I watched a team spend a quarter dropping their per-call latency by 40%. The bill kept going up. The bottleneck was never speed.

I watched a team spend a quarter dropping their per-call latency by 40%. The bill kept going up. They were proud of the latency win — the dashboards were beautiful — but they were optimizing the wrong axis. Their bottleneck was not speed. It was that they were using a frontier model to do regex.

There are three axes most agent fleets can be tuned on. In rough order of how often teams pick the wrong one:

  1. Latency — how fast a single call returns.
  2. Accuracy — how often the call is right.
  3. Routing — which model handles the call in the first place.

Teams obsess over latency and accuracy, because they’re the axes the dashboard renders. The axis that actually moves the bill is routing.

The shape of the actual cost

Run a profiler on your agent fleet. Not a latency profiler — a token profiler that tells you how many tokens are flowing through which model at which price tier.

The shape will surprise you. In every fleet I have looked at, somewhere between 60% and 80% of the volume is doing things that an old GPT-3.5-class model could have done for one-twentieth the cost. Format a response. Pick from a list. Confirm a yes/no. Restate a parameter. The frontier model is invoked because the team didn’t want to write a router, and the router is what would have saved them.

What good routing looks like

A good router is boring. It’s a function. The function reads the request and decides which model gets it.

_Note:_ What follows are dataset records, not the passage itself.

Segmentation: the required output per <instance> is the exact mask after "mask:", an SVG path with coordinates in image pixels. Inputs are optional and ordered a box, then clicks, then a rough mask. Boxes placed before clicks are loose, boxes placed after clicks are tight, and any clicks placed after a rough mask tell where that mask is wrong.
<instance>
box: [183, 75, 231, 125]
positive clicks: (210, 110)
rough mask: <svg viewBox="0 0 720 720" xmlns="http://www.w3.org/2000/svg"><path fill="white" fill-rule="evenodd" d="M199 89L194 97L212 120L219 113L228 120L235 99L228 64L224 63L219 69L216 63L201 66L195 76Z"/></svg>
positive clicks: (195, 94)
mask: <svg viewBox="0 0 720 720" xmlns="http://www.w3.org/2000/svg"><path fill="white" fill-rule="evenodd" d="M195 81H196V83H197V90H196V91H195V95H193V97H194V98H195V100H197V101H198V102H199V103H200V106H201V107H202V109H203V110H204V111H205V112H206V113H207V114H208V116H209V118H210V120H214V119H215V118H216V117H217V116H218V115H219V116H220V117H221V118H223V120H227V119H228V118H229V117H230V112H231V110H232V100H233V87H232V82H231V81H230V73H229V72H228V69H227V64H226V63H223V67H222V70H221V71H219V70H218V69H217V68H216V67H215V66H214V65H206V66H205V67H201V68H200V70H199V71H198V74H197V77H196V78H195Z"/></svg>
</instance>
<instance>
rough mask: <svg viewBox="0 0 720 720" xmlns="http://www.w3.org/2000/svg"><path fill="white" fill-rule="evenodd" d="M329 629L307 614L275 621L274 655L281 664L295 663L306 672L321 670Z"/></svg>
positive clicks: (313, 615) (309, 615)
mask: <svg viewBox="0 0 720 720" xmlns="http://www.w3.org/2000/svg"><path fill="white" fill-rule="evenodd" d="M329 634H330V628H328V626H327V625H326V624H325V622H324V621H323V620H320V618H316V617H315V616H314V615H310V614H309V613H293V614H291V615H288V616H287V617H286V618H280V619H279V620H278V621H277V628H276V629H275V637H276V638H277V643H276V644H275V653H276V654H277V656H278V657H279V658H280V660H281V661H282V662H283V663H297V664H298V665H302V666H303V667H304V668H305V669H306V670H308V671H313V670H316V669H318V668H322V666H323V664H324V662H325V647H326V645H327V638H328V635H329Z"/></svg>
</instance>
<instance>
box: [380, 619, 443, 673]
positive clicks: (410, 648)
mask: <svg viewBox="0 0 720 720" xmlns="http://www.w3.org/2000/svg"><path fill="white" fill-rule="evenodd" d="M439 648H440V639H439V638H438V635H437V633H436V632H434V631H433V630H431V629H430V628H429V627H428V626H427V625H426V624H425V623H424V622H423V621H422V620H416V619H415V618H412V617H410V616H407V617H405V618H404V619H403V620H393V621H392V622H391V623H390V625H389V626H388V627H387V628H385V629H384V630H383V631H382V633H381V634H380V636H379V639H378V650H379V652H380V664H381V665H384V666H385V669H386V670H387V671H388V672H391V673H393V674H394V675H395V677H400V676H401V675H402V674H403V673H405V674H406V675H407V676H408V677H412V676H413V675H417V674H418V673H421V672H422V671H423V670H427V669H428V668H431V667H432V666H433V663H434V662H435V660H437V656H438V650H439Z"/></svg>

Sometimes it’s a small finetune. Sometimes it’s a regex. Sometimes it’s a single line of code that says if intent in {"yes", "no"}: return cheap_model.invoke(prompt).

A bad router is “we’ll add caching later”. Caching is not routing. Caching helps when you ask the same question twice. Routing helps when you ask different questions of different difficulty. The bill is shaped by the second case, not the first.

The diagnostic

Open last month’s API invoice. Divide the total cost by the number of agent invocations. If the number is bigger than half a cent, you are probably calling a frontier model for things that did not need one.

If the number is bigger than five cents, your fleet is on fire and you are paying for the smoke.